Let’s see who gets there first.
A same-day battle begins
Same-day delivery fever has spread; now online auction site eBay has started to offer the service to shoppers in San Francisco, California, using an iOS app. It’s even offering delivery within an hour. Called ‘eBay Now’, users can pay $5 for same-day shipping from local retail stores that have partnered with the website – current partners include Best Buy, Target and Macy’s. Initially, only shoppers that are invited by eBay can access the service, and there is a $25 minimum order.
Many commentators are seeing this as a direct move to take on Amazon.

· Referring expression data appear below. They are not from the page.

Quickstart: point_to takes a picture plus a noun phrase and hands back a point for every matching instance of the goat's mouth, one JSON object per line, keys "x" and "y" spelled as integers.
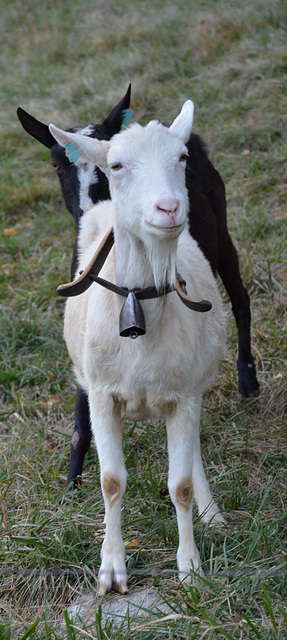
{"x": 166, "y": 230}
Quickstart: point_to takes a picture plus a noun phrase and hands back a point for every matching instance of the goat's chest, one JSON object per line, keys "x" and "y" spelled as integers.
{"x": 148, "y": 373}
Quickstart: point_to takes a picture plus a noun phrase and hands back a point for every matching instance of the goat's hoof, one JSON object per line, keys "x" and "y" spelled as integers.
{"x": 121, "y": 587}
{"x": 111, "y": 579}
{"x": 106, "y": 585}
{"x": 248, "y": 383}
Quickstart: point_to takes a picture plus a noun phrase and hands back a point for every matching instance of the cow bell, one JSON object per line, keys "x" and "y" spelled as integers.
{"x": 132, "y": 321}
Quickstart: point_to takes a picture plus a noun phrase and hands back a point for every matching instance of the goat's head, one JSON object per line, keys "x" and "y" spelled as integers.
{"x": 146, "y": 171}
{"x": 83, "y": 185}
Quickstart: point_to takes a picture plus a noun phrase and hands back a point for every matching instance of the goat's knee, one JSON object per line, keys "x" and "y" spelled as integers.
{"x": 112, "y": 488}
{"x": 184, "y": 493}
{"x": 181, "y": 492}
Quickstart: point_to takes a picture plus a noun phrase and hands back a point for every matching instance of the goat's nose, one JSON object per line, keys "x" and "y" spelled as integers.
{"x": 169, "y": 206}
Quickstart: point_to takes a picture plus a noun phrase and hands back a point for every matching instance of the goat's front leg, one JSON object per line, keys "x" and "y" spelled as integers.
{"x": 186, "y": 481}
{"x": 108, "y": 432}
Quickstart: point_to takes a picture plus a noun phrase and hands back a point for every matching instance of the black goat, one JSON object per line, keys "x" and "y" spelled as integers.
{"x": 85, "y": 185}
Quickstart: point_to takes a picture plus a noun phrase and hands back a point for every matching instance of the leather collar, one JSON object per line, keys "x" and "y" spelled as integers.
{"x": 90, "y": 275}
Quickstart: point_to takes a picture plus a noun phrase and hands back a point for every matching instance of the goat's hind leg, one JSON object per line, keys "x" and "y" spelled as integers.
{"x": 81, "y": 439}
{"x": 108, "y": 432}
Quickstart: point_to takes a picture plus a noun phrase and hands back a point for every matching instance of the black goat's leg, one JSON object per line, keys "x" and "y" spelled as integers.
{"x": 81, "y": 438}
{"x": 228, "y": 269}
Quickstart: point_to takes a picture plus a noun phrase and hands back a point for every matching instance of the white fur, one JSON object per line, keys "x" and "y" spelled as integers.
{"x": 166, "y": 370}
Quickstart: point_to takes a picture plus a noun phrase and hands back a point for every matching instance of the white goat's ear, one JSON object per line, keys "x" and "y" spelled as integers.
{"x": 81, "y": 148}
{"x": 182, "y": 125}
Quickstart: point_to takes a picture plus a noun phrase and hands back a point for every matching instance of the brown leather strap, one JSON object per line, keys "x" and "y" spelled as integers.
{"x": 84, "y": 280}
{"x": 90, "y": 275}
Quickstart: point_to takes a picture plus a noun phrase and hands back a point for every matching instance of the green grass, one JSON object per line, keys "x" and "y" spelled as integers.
{"x": 69, "y": 63}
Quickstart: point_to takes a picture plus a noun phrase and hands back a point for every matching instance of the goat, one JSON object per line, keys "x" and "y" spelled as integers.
{"x": 168, "y": 368}
{"x": 207, "y": 221}
{"x": 82, "y": 186}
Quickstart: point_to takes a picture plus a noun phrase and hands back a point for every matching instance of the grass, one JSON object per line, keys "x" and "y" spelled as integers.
{"x": 70, "y": 62}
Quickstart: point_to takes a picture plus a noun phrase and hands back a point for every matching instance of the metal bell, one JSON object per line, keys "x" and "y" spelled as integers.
{"x": 132, "y": 321}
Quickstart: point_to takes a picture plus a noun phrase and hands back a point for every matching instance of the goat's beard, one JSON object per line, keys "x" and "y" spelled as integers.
{"x": 162, "y": 257}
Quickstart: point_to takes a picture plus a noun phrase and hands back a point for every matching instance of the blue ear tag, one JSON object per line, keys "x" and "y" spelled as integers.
{"x": 126, "y": 115}
{"x": 73, "y": 151}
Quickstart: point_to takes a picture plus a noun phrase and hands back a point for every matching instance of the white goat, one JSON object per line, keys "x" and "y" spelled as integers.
{"x": 167, "y": 369}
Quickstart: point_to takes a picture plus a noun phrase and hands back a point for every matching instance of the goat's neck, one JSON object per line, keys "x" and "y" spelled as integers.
{"x": 139, "y": 265}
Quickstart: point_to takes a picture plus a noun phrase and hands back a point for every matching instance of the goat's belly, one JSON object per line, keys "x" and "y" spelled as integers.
{"x": 145, "y": 381}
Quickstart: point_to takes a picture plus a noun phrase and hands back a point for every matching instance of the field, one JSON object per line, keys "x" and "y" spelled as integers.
{"x": 70, "y": 63}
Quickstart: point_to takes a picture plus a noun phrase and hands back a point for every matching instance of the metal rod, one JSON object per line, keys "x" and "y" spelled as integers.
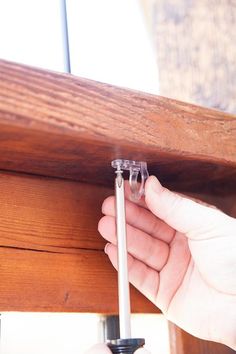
{"x": 123, "y": 282}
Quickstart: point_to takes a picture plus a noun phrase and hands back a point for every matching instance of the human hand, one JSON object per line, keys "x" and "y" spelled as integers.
{"x": 182, "y": 256}
{"x": 103, "y": 349}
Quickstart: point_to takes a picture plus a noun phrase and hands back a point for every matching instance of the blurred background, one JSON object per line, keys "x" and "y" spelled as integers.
{"x": 183, "y": 49}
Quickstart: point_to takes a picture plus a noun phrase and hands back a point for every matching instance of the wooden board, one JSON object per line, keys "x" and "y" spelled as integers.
{"x": 182, "y": 342}
{"x": 59, "y": 125}
{"x": 51, "y": 255}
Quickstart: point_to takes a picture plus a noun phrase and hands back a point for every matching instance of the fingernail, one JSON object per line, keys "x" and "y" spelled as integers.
{"x": 106, "y": 248}
{"x": 155, "y": 184}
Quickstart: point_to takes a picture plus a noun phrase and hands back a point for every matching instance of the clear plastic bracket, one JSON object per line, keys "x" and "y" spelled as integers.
{"x": 134, "y": 167}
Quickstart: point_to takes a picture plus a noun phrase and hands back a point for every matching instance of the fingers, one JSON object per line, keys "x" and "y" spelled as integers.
{"x": 98, "y": 349}
{"x": 140, "y": 275}
{"x": 141, "y": 219}
{"x": 140, "y": 245}
{"x": 184, "y": 215}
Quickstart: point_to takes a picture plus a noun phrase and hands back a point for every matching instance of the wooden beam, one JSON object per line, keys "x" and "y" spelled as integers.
{"x": 51, "y": 255}
{"x": 182, "y": 342}
{"x": 59, "y": 125}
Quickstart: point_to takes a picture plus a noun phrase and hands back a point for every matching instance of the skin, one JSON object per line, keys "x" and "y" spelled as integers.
{"x": 182, "y": 256}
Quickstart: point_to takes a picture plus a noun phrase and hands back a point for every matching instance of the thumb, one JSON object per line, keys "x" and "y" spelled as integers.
{"x": 184, "y": 214}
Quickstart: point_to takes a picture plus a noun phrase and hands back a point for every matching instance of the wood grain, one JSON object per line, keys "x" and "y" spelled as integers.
{"x": 51, "y": 255}
{"x": 182, "y": 342}
{"x": 59, "y": 125}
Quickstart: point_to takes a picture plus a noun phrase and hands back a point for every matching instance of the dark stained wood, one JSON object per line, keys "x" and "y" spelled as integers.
{"x": 59, "y": 125}
{"x": 51, "y": 255}
{"x": 182, "y": 342}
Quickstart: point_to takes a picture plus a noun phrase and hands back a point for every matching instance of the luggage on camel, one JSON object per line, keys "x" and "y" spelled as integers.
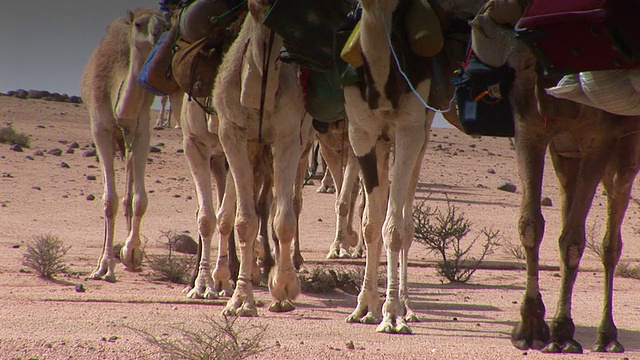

The system works by gaining the support of bricks-and-mortar retailers – which have already uploaded their inventory to Milo, eBay’s online marketplace that it acquired in 2010 – and having couriers deliver products and collect payment for the service on arrival. However, eBay doesn’t have the distribution strength of Amazon, particularly given Amazon’s current mammoth investments, so whether this service will dent Amazon’s collection of Prime and current same-day users is uncertain. The very low charge of $5 certainly seems unsustainable in the long term.
Staples UK plays host to Amazon
As this issue of OPI went to press, it came to light that Staples stores in the UK are now acting as locations for Amazon’s expanding locker programme. This scheme of the e-tailer is aimed at overcoming problems associated with deliveries to private addresses when the customer is not at home when the parcel is delivered (see ‘Homing in’ in OPI #219 for more on this scheme).
This is certainly an interesting partnership. Clearly Amazon cannot be ignored and Staples is looking to find new ways to attract customers to stores. Whether this is a case of keeping your friends close and your enemies closer, or whether we are about to see a wider partnership flourish is as yet unclear.